Critics of the new restraint rule also complain that the new standards were rushed into taking effect on Aug. 2, only one month after the Federal Register notice was published. "Some argue that there was not a full, complete discussion of this one-hour provision in the proposed rule," Wall says. "So the rule, I think, came as a surprise to a number of people. And then the fact that there was a 30-day implementation period surprised them also."
Fast action can backfire
Wade acknowledges that "it was very unusual that HCFA went around all of its own processes to put the thing out. "The obvious justification was pressure from the media, with the very high visibility of stories that had been broadcast on the inappropriate use of restraint and seclusion, as well as the desire of HCFA to look as if it were trying to take strong action on something the public was legitimately concerned about. But when you do something quickly like that, and you try to cover a lot of bases with one vehicle, this is the kind of thing that happens."

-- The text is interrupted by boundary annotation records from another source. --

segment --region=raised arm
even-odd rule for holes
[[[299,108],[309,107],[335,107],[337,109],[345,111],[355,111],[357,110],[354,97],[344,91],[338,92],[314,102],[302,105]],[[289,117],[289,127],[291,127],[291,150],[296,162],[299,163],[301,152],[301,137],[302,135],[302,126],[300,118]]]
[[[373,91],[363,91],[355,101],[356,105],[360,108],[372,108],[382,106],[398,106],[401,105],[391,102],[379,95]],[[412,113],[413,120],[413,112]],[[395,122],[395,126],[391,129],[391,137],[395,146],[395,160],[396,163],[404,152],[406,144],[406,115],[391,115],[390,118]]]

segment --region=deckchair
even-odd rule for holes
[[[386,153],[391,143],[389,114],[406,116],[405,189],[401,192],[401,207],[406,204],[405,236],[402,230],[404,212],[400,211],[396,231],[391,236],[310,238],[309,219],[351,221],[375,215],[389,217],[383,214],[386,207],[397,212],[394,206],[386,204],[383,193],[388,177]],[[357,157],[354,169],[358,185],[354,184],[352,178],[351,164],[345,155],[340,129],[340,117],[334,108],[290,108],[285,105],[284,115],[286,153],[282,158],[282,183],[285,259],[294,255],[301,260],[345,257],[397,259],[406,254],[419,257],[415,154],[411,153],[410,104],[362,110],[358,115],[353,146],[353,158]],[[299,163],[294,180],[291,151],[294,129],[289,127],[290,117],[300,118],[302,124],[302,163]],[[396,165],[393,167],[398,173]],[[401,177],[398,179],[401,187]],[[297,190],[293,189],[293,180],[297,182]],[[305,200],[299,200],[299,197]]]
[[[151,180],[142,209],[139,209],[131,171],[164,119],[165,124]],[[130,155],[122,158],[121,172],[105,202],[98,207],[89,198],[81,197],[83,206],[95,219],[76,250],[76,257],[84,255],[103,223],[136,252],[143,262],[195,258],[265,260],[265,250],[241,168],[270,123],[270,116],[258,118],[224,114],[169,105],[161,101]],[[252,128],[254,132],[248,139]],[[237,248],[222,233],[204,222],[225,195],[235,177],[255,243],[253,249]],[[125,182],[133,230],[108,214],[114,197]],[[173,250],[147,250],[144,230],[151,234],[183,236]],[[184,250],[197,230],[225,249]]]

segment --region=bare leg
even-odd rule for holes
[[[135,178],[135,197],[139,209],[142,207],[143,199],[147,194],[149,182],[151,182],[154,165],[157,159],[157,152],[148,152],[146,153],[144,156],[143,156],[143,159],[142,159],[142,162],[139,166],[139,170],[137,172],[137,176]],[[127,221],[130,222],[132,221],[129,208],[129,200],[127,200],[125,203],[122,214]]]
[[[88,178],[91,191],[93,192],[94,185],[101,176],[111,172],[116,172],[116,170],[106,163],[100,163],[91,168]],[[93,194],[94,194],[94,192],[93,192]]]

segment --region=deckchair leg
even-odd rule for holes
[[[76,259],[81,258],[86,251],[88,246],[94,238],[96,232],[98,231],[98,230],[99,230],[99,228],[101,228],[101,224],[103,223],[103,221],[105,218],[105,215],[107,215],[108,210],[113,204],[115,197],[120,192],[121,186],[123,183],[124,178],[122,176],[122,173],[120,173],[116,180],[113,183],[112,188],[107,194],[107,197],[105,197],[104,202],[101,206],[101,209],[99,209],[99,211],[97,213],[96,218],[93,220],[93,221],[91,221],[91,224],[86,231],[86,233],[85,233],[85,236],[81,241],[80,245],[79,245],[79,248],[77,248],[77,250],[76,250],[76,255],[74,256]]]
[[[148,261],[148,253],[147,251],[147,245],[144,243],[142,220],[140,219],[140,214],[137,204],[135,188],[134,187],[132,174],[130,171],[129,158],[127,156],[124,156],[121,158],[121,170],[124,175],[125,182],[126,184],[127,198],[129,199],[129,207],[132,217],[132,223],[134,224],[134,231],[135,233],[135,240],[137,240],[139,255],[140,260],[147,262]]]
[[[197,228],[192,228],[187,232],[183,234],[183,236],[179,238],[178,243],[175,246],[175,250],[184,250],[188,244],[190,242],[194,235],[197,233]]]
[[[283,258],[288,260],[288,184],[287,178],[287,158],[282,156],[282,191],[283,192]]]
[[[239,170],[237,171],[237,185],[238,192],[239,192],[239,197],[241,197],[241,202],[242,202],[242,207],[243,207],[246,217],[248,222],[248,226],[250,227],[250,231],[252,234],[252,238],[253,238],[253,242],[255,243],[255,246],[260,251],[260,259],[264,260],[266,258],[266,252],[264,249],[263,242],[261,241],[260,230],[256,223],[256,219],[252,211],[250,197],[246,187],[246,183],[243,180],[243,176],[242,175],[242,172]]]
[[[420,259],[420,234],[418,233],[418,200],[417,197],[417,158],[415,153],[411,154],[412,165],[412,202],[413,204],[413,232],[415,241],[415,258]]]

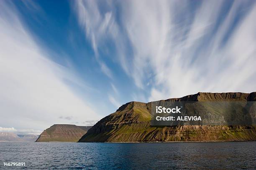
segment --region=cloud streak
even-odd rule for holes
[[[6,2],[6,3],[5,3]],[[44,129],[54,124],[98,119],[89,102],[65,82],[82,83],[70,68],[52,61],[33,40],[11,3],[0,3],[0,124]]]
[[[14,128],[3,128],[0,127],[0,132],[10,132],[20,135],[40,135],[42,131],[33,129],[16,129]]]

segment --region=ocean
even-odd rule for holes
[[[25,162],[23,166],[4,162]],[[0,169],[256,169],[256,142],[0,143]]]

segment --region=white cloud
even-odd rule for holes
[[[43,130],[69,122],[61,116],[73,121],[99,119],[90,103],[64,82],[82,82],[47,58],[50,54],[35,43],[11,5],[0,3],[0,125]]]
[[[110,1],[101,13],[101,2],[79,2],[79,13],[90,14],[82,18],[87,35],[99,35],[97,49],[109,43],[106,37],[113,40],[124,70],[150,91],[148,101],[199,91],[255,91],[254,2],[235,1],[229,9],[225,0],[193,8],[189,1]]]
[[[41,130],[33,129],[16,129],[14,128],[3,128],[0,127],[0,132],[10,132],[20,135],[40,135],[42,132]]]
[[[96,59],[101,70],[108,77],[113,78],[110,69],[100,58],[98,49],[101,39],[105,38],[108,29],[111,29],[113,23],[111,12],[107,12],[102,16],[94,1],[77,0],[74,2],[74,10],[77,12],[79,24],[91,42]]]
[[[108,99],[111,103],[112,103],[113,105],[115,106],[117,108],[118,108],[121,106],[121,105],[120,105],[118,100],[112,95],[108,95]]]

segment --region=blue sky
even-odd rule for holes
[[[0,2],[0,131],[256,83],[253,0]]]

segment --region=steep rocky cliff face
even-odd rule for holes
[[[44,130],[36,142],[77,142],[91,126],[54,125]]]
[[[146,142],[189,141],[243,141],[256,140],[255,126],[151,126],[154,102],[161,101],[256,101],[256,92],[199,92],[181,98],[148,103],[131,102],[103,118],[79,142]]]

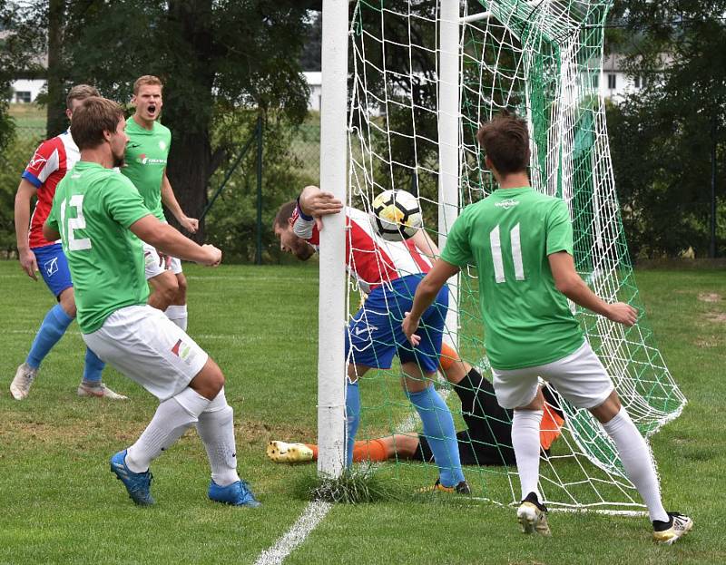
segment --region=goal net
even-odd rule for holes
[[[641,311],[626,328],[571,304],[587,339],[610,373],[623,404],[646,437],[681,413],[685,398],[659,352],[638,296],[630,263],[608,148],[604,106],[598,93],[603,25],[610,0],[500,0],[455,2],[458,17],[446,20],[431,0],[360,0],[351,7],[348,82],[349,205],[368,211],[375,196],[403,189],[419,198],[425,229],[436,241],[452,215],[486,197],[495,182],[484,166],[476,132],[502,110],[526,119],[531,135],[533,186],[567,203],[574,259],[581,277],[605,300]],[[456,24],[456,41],[442,44],[442,29]],[[452,58],[452,53],[455,57]],[[455,61],[456,79],[445,83],[444,61]],[[450,64],[450,63],[446,63]],[[450,70],[450,69],[449,69]],[[456,101],[456,115],[442,112]],[[454,119],[457,170],[455,194],[439,196],[442,120]],[[454,214],[456,216],[456,213]],[[443,219],[443,221],[439,219]],[[452,293],[446,341],[460,357],[491,380],[478,308],[477,273],[462,272]],[[348,319],[358,307],[350,280]],[[455,288],[456,289],[456,288]],[[392,433],[417,437],[420,422],[401,392],[399,371],[370,371],[359,379],[358,439]],[[457,430],[479,417],[481,427],[501,429],[508,417],[462,408],[445,380]],[[477,395],[488,395],[483,390]],[[548,455],[543,452],[541,492],[551,507],[640,511],[637,492],[614,446],[587,412],[559,398],[564,422]],[[559,406],[556,404],[559,404]],[[484,405],[484,403],[482,404]],[[462,414],[466,417],[462,417]],[[553,424],[554,425],[554,424]],[[501,434],[489,442],[504,453]],[[479,446],[481,447],[481,445]],[[476,450],[475,450],[476,451]],[[474,495],[499,503],[519,499],[513,465],[466,466]],[[433,464],[398,457],[381,466],[415,484],[433,482]]]

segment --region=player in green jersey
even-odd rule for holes
[[[146,208],[160,221],[166,221],[163,203],[180,226],[196,233],[199,221],[188,218],[182,210],[166,176],[172,132],[158,122],[163,106],[162,89],[162,81],[149,74],[139,77],[133,83],[131,102],[135,110],[126,123],[126,135],[131,141],[126,147],[126,164],[121,172],[133,182]],[[168,258],[168,264],[164,265],[157,250],[148,245],[143,248],[143,255],[146,278],[153,288],[149,304],[163,310],[170,320],[186,331],[187,279],[182,272],[182,262],[177,258]]]
[[[104,98],[87,98],[75,111],[72,134],[81,161],[58,184],[43,228],[46,238],[63,243],[83,341],[161,403],[136,443],[111,458],[111,470],[134,502],[152,504],[151,462],[196,424],[211,467],[209,498],[259,506],[237,474],[233,411],[220,367],[146,303],[142,241],[211,267],[221,251],[161,222],[131,180],[113,170],[123,164],[125,126],[121,107]]]
[[[500,405],[515,411],[512,444],[522,486],[517,510],[522,531],[550,532],[537,490],[542,376],[600,421],[648,507],[654,540],[672,543],[693,522],[663,509],[648,445],[621,405],[567,298],[624,326],[636,322],[637,310],[621,302],[604,302],[577,274],[566,204],[530,186],[526,123],[501,115],[482,126],[476,137],[499,188],[466,207],[451,227],[440,258],[418,285],[403,322],[404,332],[416,346],[421,313],[438,289],[460,268],[476,266],[496,398]]]

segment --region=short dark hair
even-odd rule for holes
[[[78,149],[93,149],[103,142],[103,132],[114,132],[123,110],[113,100],[91,96],[74,112],[71,135]]]
[[[277,216],[275,216],[273,227],[286,229],[288,228],[288,220],[292,218],[292,214],[295,212],[295,208],[297,206],[297,200],[290,200],[289,202],[282,204],[278,210]]]
[[[71,102],[74,100],[85,100],[90,96],[100,95],[95,86],[91,86],[90,84],[76,84],[68,91],[68,95],[65,97],[65,107],[68,108],[68,110],[73,110],[71,108]]]
[[[508,112],[502,112],[476,132],[476,141],[497,172],[522,172],[529,165],[527,123]]]

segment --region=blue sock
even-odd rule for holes
[[[446,403],[433,387],[419,393],[407,393],[424,423],[424,435],[428,440],[434,461],[438,466],[438,477],[444,486],[455,486],[464,481],[459,446],[454,418]]]
[[[34,369],[37,369],[40,364],[43,363],[43,359],[48,355],[48,352],[63,337],[65,330],[73,321],[74,318],[65,313],[60,304],[56,304],[48,310],[43,323],[40,325],[38,333],[35,334],[35,339],[33,340],[33,345],[30,346],[30,352],[25,363]]]
[[[353,464],[353,444],[360,424],[360,390],[358,381],[348,383],[346,389],[346,465]]]
[[[88,347],[85,348],[85,366],[83,367],[83,382],[91,385],[101,383],[101,372],[106,364],[98,358]]]

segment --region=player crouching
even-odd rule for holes
[[[81,161],[58,184],[44,226],[50,240],[60,237],[68,258],[83,341],[161,402],[136,443],[111,458],[111,471],[136,504],[152,504],[152,461],[196,424],[211,467],[210,499],[259,506],[237,474],[233,411],[220,367],[146,304],[142,241],[210,267],[219,265],[221,251],[159,221],[132,181],[113,170],[123,164],[124,127],[115,102],[95,96],[83,101],[72,132]]]

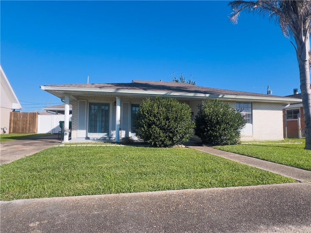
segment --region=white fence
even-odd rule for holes
[[[69,115],[69,120],[71,120]],[[61,130],[59,121],[65,120],[65,115],[39,115],[38,117],[38,133],[58,133]]]

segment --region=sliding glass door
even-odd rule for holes
[[[89,104],[89,136],[109,136],[109,103],[90,103]]]

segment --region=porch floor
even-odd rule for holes
[[[86,139],[84,137],[79,137],[71,138],[68,142],[69,143],[93,143],[94,142],[103,143],[103,142],[115,142],[114,137],[107,137],[104,139]]]

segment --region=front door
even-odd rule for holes
[[[89,104],[88,136],[109,136],[109,104]]]

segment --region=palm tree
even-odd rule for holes
[[[233,10],[230,20],[237,23],[243,11],[258,13],[279,24],[284,35],[294,39],[291,41],[296,50],[300,77],[302,106],[306,121],[306,147],[311,150],[311,86],[309,66],[311,1],[258,0],[233,1],[229,5]]]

When HPR went to press, HCFA was still in private talks with the Oakbrook Terrace, IL-based Joint Commission on Accreditation of Healthcare Organizations, which is considering revising its own restraint and seclusion standards to conform with HCFA’s regulations. Whether those talks might lead HCFA to revise its own policy remains to be seen. So far, the AHA is taking a wait-and-see attitude. "We’re waiting to see what the Joint Commission does," Wade says. "We’re hoping that whatever the Joint Commis sion comes out with may be helpful to HCFA as it goes through the rule-making process. All this stuff has to coordinate in some way. The standards have to connect with what the regulations are going to say, in terms of what happens in the deemed status process."